Al abandonar el camino del Hospital, mi madre chifló como la sirena de un barco y doña Lola dio un volantazo de los de no queda más remedio.
- Para ir al Hospital creo que hay que dar media vuelta -dijo doña Lola.
Fue aquí cuando mi madre chilló por segunda vez. Su bramido fue como la sirena de un barco de guerra. Las luces de las ventanas de las casas y las farolas del camino comenzaron a hacer guiños. Doña Lola no se aturdió. Sabía donde vivía mi madre.
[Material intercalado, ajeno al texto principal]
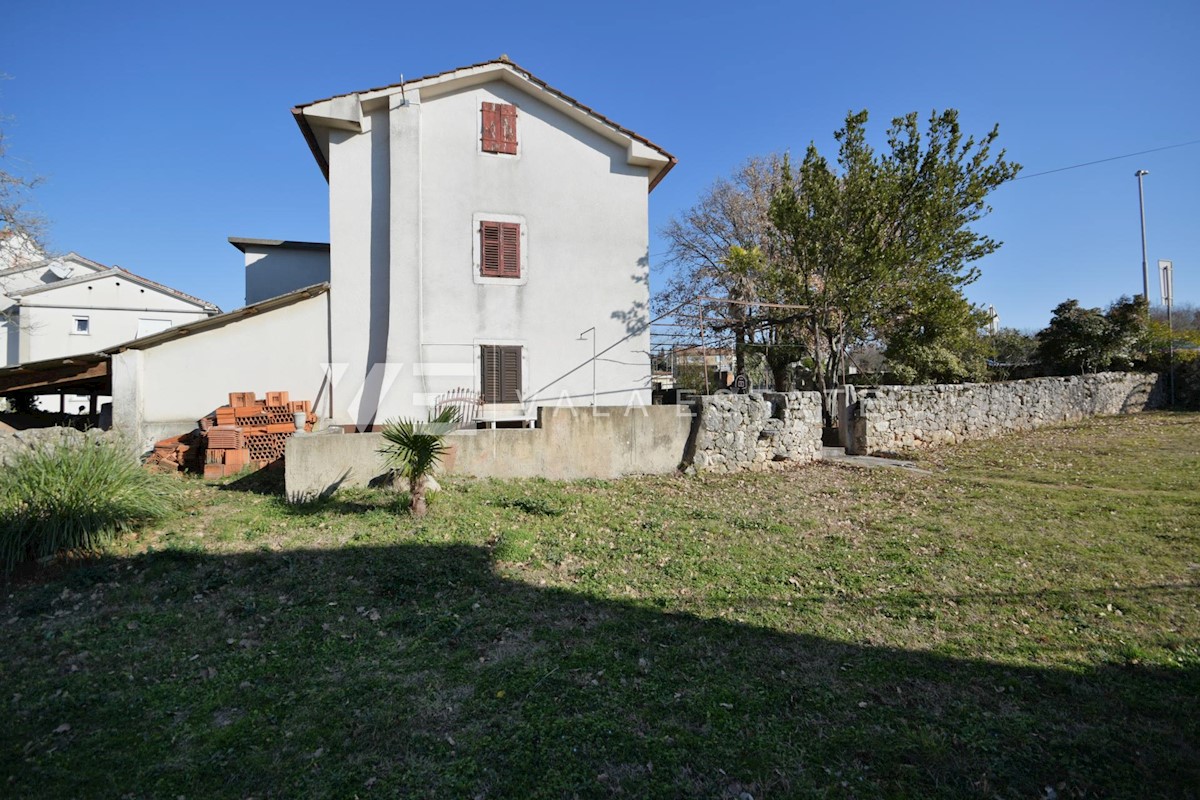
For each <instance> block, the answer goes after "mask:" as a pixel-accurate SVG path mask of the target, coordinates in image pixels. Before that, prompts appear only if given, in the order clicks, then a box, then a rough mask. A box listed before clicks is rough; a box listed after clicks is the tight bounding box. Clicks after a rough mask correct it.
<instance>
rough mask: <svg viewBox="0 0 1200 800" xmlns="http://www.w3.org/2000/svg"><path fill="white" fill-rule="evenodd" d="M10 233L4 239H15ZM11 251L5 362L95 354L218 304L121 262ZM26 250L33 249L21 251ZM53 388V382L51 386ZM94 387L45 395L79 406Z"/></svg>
mask: <svg viewBox="0 0 1200 800" xmlns="http://www.w3.org/2000/svg"><path fill="white" fill-rule="evenodd" d="M11 241H12V240H11V239H8V240H7V241H6V242H5V243H11ZM0 249H2V251H5V252H6V253H7V258H6V260H5V263H6V265H7V269H5V270H0V357H2V360H4V361H2V365H0V366H5V367H14V366H18V365H26V363H30V362H41V361H46V360H55V359H65V357H70V356H78V355H82V354H92V353H98V351H101V350H104V349H106V348H109V347H112V345H114V344H119V343H121V342H126V341H130V339H136V338H139V337H144V336H149V335H151V333H156V332H158V331H163V330H166V329H168V327H172V326H175V325H181V324H186V323H192V321H196V320H198V319H205V318H208V317H211V315H214V314H217V313H220V311H221V309H220V308H217V307H216V306H214V305H212V303H210V302H205V301H204V300H200V299H198V297H193V296H191V295H187V294H184V293H182V291H178V290H175V289H172V288H169V287H164V285H162V284H161V283H156V282H155V281H151V279H149V278H145V277H142V276H139V275H134V273H132V272H130V271H128V270H125V269H121V267H119V266H104V265H103V264H100V263H97V261H94V260H91V259H88V258H84V257H82V255H79V254H78V253H67V254H66V255H62V257H58V258H41V255H42V254H41V253H37V252H34V255H37V257H38V258H35V259H34V260H25V259H23V258H16V257H14V253H13V251H12V249H10V248H7V247H0ZM18 254H19V255H28V254H29V252H28V251H26V252H22V253H18ZM48 389H53V387H48ZM91 389H94V387H89V391H86V392H82V391H80V392H79V393H76V395H72V396H68V397H66V399H64V397H62V395H61V393H59V396H58V397H53V398H52V397H50V396H49V395H48V393H47V395H43V396H42V398H41V401H40V403H41V405H42V408H47V409H48V410H78V404H79V403H85V402H86V403H89V404H90V405H91V407H92V408H91V410H95V405H96V402H97V399H107V395H108V392H96V391H92V390H91Z"/></svg>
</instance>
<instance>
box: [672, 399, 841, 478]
mask: <svg viewBox="0 0 1200 800" xmlns="http://www.w3.org/2000/svg"><path fill="white" fill-rule="evenodd" d="M697 411H698V415H700V420H698V425H697V428H696V438H695V445H694V447H692V449H691V451H690V453H689V461H690V462H691V464H692V465H694V467H695V469H696V471H702V473H703V471H709V473H733V471H742V470H766V469H773V468H778V467H780V465H782V464H788V463H797V462H810V461H815V459H816V458H818V457H820V456H821V396H820V395H818V393H816V392H788V393H786V395H785V393H778V392H763V393H762V395H713V396H708V397H701V398H700V399H698V401H697Z"/></svg>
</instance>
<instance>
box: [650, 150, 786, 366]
mask: <svg viewBox="0 0 1200 800" xmlns="http://www.w3.org/2000/svg"><path fill="white" fill-rule="evenodd" d="M781 164H782V156H779V155H776V154H772V155H769V156H766V157H757V158H750V160H749V161H746V162H745V163H744V164H742V166H740V167H739V168H738V169H737V170H736V172H734V173H733V175H732V176H730V178H722V179H719V180H718V181H715V182H714V184H713V185H712V186H710V187H709V188H708V191H707V192H706V193H704V194H703V196H702V197H701V199H700V201H698V203H697V204H696V205H694V206H692V207H690V209H688V210H686V211H684V212H682V213H679V215H677V216H676V217H673V218H672V219H671V221H670V222H668V223H667V224H666V227H665V228H664V229H662V236H664V237H665V239H666V240H667V242H668V243H670V251H668V253H670V254H668V257H667V259H666V264H667V266H671V267H673V272H672V275H671V276H668V277H667V279H666V282H665V285H664V288H662V289H661V290H660V291H659V293H656V294H655V299H654V306H655V309H656V311H659V312H660V313H662V312H667V311H670V309H672V308H677V307H679V306H680V305H684V303H688V302H689V301H691V300H694V299H696V297H700V296H709V297H718V299H720V297H727V299H730V300H731V301H732V302H730V303H728V305H725V306H719V307H715V308H713V307H710V306H706V317H704V318H703V319H701V318H700V317H698V315H697V311H698V309H697V307H696V306H685V307H684V308H683V309H682V311H680V314H679V315H678V317H677V320H676V321H678V323H682V325H680V330H688V329H691V337H692V339H694V341H692V342H690V344H694V343H697V342H701V341H703V339H704V336H702V335H701V333H702V331H701V327H710V329H713V330H715V331H716V332H719V333H721V335H724V336H727V337H730V338H731V339H732V344H733V349H734V361H736V365H734V369H736V371H737V372H744V371H745V369H746V363H745V360H746V354H748V353H750V351H764V350H766V351H769V350H770V349H772V345H776V347H778V345H780V344H781V342H780V335H779V331H776V330H775V329H774V327H772V326H770V325H764V324H763V323H762V320H761V314H760V308H758V307H757V306H756V303H757V302H769V301H772V300H773V299H774V297H773V296H772V288H773V284H772V283H770V282H769V273H768V270H769V267H770V265H772V264H773V263H774V261H775V260H776V258H775V254H774V251H775V239H774V235H773V231H772V228H770V221H769V219H768V216H767V211H768V207H769V206H770V199H772V196H773V194H774V192H775V188H776V186H778V184H779V170H780V167H781ZM708 336H710V333H709V335H708ZM778 357H782V356H778Z"/></svg>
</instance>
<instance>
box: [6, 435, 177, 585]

- Me cago -dijo mi madre sin pudor.
Doña Lola pensó por los preámbulos de mi madre para traerme al mundo, que el parto iba a ser corto. Al menos es lo que dijo con su rico lenguaje cargado de ideas:
- Los partos de tres días de duración sólo lo tienen las grandes señoras de nuestra burguesía y la nobleza del Abra. El vulgo se muerde la lengua y empuja con bravura.
A mi madre le dio tiempo de llegar a la cama, mullir las almohadas, resoplar con energía, dañarse la lengua y echar los arrestos. Doña Lola buscó toallas limpias, rasgó una sábana nueva con susurro de enaguas de algodón, calentó agua y comió pan duro. Esperó mascando la miga en paz hasta que asomé mi cabeza. Me ayudó. Me recogió en su delantal. Después, tras cambiar a mi madre y a su cama, limpió la tarima con agua y vinagre, me puso dodotis y un buzo de papel.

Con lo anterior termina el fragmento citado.